In early 2006, BCCL shifted the manufacturing process of the plant from its earlier mercury technology to the latest energy efficient and environment friendly state-of-art membrane cell technology. Simultaneously it also expanded is caustic soda production capacity by 50% from 150 TPD to 225 TPD. Last fiscal it again increased the capacity by 20% to 265 TPD by addition of electrolysers as well by debottlenecking. So presently its plant boast of having an installed capacity of 265 TPD of caustic soda, 200 TPD of liquid chlorine, 130 TPD of hydrochloric acid, 150,000 Nm3/day of compressed hydrogen and 3 TPD of sodium hypo chlorite. Well in order to gainfully utilize the additional chlorine (by product) produced after caustic soda expansion, BCCL commissioned an aluminum chloride plant from June’07. This plant has a capacity of 12000 TPA and has produced around 5200 tonne of aluminium chloride for last fiscal. Aluminum chloride is basically used as an input for manufacturing of aluminum. Secondly, BCCL has also set up a 25 TPD stable bleaching powder (SBP) plant as a value added product for chlorine utilization. This plant has also started production of about 25 tonne per day with optimum quality as per international standard. With both these new products namely aluminum chloride and bleaching powder, company is estimated to boost its topline by Rs 40~45 cr per year. Secondly, as caustic soda production is power intensive, BCCL has put up its own 30 MW coal based captive power plant due to which its energy costs are lower than its peers. Although company is vulnerable to caustic soda price movement, but with Hindalco being its parent company & biggest customer, this is relatively a safer bet.

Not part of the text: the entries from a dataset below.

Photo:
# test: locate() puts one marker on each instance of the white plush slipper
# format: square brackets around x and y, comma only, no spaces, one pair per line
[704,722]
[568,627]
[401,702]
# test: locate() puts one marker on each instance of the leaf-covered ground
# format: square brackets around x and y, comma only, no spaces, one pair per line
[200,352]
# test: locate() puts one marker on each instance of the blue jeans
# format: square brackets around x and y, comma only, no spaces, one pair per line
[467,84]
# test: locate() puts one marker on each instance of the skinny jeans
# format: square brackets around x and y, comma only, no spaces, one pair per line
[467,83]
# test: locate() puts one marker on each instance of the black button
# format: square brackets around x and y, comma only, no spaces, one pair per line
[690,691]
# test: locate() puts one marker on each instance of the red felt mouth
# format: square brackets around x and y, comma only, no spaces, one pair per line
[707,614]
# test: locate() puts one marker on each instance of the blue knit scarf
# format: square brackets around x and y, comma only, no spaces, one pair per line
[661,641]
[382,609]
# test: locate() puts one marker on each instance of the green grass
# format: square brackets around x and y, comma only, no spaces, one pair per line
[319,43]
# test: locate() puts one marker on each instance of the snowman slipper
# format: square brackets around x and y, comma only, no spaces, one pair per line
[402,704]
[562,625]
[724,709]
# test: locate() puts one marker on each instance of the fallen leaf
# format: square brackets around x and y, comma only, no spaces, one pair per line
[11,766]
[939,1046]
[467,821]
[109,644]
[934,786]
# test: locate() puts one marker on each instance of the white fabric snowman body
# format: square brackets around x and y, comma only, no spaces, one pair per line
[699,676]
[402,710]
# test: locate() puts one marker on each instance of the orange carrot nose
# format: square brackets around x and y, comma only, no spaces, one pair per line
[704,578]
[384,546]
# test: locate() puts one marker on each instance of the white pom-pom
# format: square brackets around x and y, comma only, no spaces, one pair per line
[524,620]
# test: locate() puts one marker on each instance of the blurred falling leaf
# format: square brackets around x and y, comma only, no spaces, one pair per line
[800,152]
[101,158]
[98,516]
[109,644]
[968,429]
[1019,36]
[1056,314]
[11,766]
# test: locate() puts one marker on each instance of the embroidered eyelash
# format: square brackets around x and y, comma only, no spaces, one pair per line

To maintain its growth momentum in future as well, BCCL is now in the process of further augmenting the capacity of its Caustic Soda Plant from 265 TPD to 300 TPD at a capital investment of Rs 30 cr. The requisite order has already been placed and the expanded capacity is scheduled for commissioning by end of current fiscal. Fundamentally, BCCL is doing quite well as for FY08 it reported 20% and 45% growth in sales and PAT to Rs 174 cr and 49 cr respectively. Notably, BCCL also enjoys the highest operating margins among it peers - even better than Gujarat Alkalies and Chemfab Alkali. However for the Sept’08 qtr it recorded a drastic fall in profit on the back of very high power and fuel cost as during the quarter the boiler of the power plant tripped due to mal functioning of Safety device. Hopefully things are back to normalcy and company is estimated to report normal profit for coming qtrs. Considering caustic soda price haven fallen much recently and assuming it to remain stable in future, BCCL can clock a turnover of Rs 200 cr and profit of Rs 38 cr i.e. EPS of Rs 16 on equity of Rs 23.40 cr for FY09. To highlight the importance of BCCL being a Aditya Birla group, it will be soon renamed as Aditya Birla Chemicals (India) Ltd. So despite belonging to such a reputed group and having strong fundamentals like high profit margin, low debt equity ratio, huge reserves, good dividend yield, consistent growth etc, scrip is poorly discounted at P/E multiple of less than 2x times and EV/ EBIDTA of 2x times. There is also a possibility of BCCL getting merged with Hindalco industries. But if this happens, the true value of BCCL wont be unlocked, as the merger ratio will more favorable to the parent rather than subsidiary. Still investors are recommended to buy at current levels as scrip can easily double within a year.